Obviously this is really exciting today since we are now on the verge of gold's biggest seasonal rally of the year. But remember that seasonals are a tailwind, a secondary indicator. So if gold was overbought today and greed abounded, the bullish seasonals could easily be overridden. But thankfully it is not, indeed just the opposite has occurred. Gold is deeply oversold today and sentiment is horrendous. Excessive levels of both fear and frustration have conspired to create an explosively-bullish sentiment mixture.
I've been discussing these bullish gold, silver, and PM-stock technicals lately in our acclaimed monthly and weekly subscription newsletters. With primary and secondary indicators all lining up and calling for a major gold upleg in the coming months, we've also started adding new PM trading positions. This week's excessive selling has created a very-high-potential buying opportunity that we are exploiting. If you want to see exactly how we ride this thing, and have the chance to mirror our trades, please subscribe today!

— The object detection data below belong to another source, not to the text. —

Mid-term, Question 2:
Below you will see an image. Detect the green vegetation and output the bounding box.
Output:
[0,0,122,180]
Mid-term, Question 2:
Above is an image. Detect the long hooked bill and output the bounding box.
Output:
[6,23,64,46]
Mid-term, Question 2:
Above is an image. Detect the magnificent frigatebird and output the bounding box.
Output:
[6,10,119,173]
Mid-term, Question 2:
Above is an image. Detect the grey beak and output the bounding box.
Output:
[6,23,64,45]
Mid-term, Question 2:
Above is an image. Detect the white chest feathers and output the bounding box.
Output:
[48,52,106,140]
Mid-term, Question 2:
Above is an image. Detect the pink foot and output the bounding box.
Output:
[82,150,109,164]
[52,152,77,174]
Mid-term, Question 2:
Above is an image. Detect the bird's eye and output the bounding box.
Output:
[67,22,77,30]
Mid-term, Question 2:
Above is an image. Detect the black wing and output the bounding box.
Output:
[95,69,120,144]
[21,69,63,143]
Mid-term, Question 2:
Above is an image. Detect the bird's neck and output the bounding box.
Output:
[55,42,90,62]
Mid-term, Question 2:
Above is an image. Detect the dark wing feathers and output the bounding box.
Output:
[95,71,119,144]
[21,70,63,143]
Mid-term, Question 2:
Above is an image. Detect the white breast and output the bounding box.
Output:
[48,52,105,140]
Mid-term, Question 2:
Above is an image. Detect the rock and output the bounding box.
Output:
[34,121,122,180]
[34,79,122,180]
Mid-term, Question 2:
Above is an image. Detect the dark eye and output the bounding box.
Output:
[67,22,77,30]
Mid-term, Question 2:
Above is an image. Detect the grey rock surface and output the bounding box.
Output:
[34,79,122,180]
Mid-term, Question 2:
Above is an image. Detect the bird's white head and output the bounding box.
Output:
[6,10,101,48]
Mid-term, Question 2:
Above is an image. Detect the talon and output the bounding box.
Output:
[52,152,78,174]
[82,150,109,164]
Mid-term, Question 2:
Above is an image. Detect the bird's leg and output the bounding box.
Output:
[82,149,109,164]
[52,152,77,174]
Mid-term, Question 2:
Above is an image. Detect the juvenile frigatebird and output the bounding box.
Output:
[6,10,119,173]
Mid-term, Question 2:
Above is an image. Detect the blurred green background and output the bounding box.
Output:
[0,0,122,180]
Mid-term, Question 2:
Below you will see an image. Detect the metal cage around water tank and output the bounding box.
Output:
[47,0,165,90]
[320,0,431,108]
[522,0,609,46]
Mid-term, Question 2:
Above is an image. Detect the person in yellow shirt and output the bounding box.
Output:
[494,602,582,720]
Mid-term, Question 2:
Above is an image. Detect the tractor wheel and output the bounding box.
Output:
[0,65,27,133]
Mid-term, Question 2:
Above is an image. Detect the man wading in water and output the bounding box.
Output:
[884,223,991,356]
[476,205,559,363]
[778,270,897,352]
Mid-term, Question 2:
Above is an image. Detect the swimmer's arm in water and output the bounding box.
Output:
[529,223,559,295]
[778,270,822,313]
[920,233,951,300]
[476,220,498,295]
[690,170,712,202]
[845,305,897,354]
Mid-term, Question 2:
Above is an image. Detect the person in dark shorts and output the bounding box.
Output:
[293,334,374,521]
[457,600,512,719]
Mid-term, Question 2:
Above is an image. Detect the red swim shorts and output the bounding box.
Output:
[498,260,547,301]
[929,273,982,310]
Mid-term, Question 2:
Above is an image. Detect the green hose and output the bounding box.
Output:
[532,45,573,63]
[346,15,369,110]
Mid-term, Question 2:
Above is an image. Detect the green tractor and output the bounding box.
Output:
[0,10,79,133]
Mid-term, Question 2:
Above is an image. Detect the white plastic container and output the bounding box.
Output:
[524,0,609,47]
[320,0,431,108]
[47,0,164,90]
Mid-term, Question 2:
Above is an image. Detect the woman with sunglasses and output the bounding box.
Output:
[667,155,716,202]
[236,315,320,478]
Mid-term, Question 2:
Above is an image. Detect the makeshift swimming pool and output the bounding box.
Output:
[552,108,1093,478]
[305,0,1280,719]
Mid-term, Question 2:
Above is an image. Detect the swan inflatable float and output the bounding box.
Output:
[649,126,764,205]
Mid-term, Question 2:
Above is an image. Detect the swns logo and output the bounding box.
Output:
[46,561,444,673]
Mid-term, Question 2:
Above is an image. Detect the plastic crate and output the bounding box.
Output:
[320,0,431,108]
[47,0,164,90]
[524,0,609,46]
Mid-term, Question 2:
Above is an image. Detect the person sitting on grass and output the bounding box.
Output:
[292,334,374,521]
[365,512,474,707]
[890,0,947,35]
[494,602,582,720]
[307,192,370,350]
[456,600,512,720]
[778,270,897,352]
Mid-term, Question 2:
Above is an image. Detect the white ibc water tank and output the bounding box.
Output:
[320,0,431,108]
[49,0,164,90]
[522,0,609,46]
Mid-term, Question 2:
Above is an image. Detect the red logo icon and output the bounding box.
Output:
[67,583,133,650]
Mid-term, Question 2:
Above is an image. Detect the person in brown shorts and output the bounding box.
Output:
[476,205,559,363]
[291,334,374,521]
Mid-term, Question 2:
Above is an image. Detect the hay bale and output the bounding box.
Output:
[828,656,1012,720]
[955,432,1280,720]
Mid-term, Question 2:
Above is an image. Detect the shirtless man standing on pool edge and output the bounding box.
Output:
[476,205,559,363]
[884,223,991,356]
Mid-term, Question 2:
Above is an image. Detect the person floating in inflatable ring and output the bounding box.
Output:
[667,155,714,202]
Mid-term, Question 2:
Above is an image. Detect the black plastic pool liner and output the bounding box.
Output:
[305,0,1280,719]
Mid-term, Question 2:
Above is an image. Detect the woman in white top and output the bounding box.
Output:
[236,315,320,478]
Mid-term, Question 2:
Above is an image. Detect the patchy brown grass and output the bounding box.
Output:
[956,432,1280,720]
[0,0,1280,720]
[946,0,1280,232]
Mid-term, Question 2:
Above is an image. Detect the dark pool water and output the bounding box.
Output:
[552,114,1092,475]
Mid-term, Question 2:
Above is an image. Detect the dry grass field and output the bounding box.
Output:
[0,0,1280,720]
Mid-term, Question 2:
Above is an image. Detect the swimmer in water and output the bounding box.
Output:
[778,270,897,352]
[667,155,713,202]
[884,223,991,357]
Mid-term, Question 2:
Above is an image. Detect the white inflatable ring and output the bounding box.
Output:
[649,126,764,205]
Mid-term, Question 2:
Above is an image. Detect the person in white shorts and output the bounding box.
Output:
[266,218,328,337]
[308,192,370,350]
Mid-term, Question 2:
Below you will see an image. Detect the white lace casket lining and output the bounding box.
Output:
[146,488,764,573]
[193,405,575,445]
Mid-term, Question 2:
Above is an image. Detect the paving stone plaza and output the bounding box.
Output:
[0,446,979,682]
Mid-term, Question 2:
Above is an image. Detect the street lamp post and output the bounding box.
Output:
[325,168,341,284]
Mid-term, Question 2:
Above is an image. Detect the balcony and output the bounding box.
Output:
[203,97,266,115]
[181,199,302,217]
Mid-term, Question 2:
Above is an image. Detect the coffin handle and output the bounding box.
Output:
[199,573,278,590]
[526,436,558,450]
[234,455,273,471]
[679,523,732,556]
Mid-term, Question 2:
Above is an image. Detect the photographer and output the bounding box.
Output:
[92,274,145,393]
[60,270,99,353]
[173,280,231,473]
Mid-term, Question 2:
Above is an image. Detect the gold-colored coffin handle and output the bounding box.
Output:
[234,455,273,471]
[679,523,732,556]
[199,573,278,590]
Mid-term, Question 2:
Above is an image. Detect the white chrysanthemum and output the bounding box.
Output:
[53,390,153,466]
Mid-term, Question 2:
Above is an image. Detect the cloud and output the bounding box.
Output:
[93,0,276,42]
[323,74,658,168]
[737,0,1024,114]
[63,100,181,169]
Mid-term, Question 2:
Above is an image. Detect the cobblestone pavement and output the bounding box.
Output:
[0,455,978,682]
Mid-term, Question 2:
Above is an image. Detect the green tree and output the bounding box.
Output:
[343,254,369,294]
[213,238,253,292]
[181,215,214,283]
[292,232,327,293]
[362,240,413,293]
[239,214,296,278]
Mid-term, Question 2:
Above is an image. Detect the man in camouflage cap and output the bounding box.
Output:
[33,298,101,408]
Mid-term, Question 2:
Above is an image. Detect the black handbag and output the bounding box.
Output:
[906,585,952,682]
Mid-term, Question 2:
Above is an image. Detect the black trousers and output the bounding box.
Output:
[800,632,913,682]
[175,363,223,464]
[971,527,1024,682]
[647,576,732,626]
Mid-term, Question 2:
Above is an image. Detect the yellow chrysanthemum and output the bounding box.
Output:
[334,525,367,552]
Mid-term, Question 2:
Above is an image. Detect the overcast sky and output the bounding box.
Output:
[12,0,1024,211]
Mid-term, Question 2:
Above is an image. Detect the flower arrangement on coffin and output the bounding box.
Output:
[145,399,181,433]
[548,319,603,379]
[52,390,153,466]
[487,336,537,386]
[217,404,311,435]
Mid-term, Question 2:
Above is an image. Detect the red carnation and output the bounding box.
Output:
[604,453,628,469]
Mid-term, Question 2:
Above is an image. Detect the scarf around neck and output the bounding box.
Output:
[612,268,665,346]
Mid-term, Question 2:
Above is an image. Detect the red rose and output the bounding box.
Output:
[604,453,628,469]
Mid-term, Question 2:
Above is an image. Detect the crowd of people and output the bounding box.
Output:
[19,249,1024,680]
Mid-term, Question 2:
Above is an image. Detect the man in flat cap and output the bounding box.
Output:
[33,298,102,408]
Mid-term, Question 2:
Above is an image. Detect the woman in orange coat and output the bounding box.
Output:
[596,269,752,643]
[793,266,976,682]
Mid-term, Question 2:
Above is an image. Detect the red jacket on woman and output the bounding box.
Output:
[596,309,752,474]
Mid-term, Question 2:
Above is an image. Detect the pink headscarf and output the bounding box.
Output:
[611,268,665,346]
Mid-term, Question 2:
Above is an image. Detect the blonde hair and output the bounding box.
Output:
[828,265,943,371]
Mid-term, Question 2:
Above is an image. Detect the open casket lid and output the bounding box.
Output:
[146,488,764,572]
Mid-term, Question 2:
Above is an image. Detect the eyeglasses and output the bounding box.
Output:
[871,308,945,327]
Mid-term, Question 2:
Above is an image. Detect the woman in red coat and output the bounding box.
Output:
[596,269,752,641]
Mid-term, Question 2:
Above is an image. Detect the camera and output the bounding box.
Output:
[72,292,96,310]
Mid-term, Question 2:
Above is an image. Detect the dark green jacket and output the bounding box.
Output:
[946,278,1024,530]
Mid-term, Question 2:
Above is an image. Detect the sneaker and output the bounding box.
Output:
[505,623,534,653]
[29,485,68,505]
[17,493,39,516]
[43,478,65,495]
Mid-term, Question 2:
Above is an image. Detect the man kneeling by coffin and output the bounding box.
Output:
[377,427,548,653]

The bottom line is gold does have strong seasonal tendencies. Even though gold isn't grown like wheat, the passage of the calendar influences gold investment demand across the globe which directly impacts the gold price. Gold is deeply woven into cultures around the world and their various customs create lumpy gold investment demand. It is clustered at specific times instead of spread out evenly across the year.
Naturally investors and speculators should exploit these seasonal tendencies. The best time seasonally to go long gold and other PM-related trades is right now. From August to February gold's biggest seasonal rally of the year erupts. During this timespan, which includes gold's four best calendar months, the lion's share of its entire bull-market gains have been made. I fully expect the rest of 2008 to unfold according to this precedent.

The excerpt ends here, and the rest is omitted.